Purpose : The Gq-coupled DREADD (designer receptors solely activated by designer drugs) hM3Dq increases neuronal activity as a result of elevated cytosolic calcium (Ca²⁺) levels. Inositol 1,4,5-trisphosphate receptor (IP3R)-driven Ca²⁺ release from the endoplasmic reticulum (ER) or mitochondria is the primary mechanism for hM3Dq-induced neuronal excitation. Here, we tested the hypothesis that IP3R-dependent retinal ganglion cell (RGC) Ca²⁺ dynamics and subsequent ATP production are affected in the early stages of ocular hypertension (OHT).

Methods : An adeno-associated virus vector type 2 encoding hM3Dq (AAV.hM3Dq) was delivered intravitreally to target RGCs. Live two-photon laser scanning microscopy (TPLSM) trans-scleral imaging was used to record the following hM3Dq-evoked responses: i) single-RGC Ca²⁺ dynamics in transgenic mice carrying the Ca²⁺ sensor GCaMP6f, and ii) RGC-specific ATP changes using an AAV vector encoding the ATP sensor Ateam. OHT was induced by intracameral injection of magnetic microbeads, and Ca²⁺ and ATP signals were recorded two weeks later, prior to RGC loss. Longitudinal TPLSM imaging was performed before and after clozapine N-oxide administration (CNO, 5mg/kg, i.p.). Ca²⁺ and ATP signals were extracted and spike frequency, inter-spike interval, mean amplitude, amplitude variability, and ATP signals were computed.

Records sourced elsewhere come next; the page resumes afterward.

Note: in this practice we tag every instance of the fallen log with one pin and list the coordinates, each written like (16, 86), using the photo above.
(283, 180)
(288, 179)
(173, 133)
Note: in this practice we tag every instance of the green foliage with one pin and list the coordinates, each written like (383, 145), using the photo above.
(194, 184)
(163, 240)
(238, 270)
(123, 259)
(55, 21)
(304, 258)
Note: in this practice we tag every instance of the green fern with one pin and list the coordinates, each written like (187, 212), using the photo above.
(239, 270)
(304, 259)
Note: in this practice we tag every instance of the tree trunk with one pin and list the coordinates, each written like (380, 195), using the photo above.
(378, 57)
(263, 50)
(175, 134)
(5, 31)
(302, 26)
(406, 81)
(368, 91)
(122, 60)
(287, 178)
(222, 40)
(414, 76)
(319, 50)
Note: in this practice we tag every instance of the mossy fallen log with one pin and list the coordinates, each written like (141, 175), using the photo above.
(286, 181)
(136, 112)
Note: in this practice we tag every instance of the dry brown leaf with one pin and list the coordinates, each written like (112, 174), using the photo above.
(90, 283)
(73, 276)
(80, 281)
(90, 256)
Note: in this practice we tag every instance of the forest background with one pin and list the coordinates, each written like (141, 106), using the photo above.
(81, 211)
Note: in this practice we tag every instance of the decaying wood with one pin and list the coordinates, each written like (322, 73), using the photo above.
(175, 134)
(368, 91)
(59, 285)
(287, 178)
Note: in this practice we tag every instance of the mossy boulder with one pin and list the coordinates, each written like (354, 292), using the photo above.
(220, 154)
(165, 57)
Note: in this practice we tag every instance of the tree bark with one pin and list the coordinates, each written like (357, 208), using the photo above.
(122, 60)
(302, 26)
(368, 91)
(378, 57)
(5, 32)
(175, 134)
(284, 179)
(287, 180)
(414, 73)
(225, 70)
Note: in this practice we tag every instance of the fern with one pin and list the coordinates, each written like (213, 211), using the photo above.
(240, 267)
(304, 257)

Results : In vivo longitudinal Ca²⁺ and ATP TPLSM imaging revealed disrupted Ca²⁺ dynamics and compromised energy balance following CNO administration in glaucomatous RGCs (N=4-8 mice/group, n>700 RGCs, p<0.01). RGCs subjected to OHT displayed a marked increase in spontaneous spike frequency (sham: 0.20 ± 0.04 Hz, OHT: 0.30 ± 0.06 Hz, N=4-8 mice/group, n=98-102 cells/group, p<0.01). Neuronal hyperexcitability coincided with a substantial decrease in ATeam FRET signals, indicative of reduced ATP levels in RGCs (N=5 mice/group, n=213-287 cells/group, p<0.01). Analysis of molecular pathways by single-cell (sc)-RNAseq, qRT-PCR, flow cytometry, and immunohistochemistry revealed RGC-specific downregulation of IP3R1 gene and protein expression.

Conclusions : Our findings reveal early RGC hyperexcitability and energy deficits during OHT-induced stress, and suggest that IP3R1 dysregulation has a detrimental effect on the ability of these neurons to maintain Ca²⁺ and energy homeostasis.

This abstract was presented at the 2024 ARVO Annual Meeting, held in Seattle, WA, May 5-9, 2024.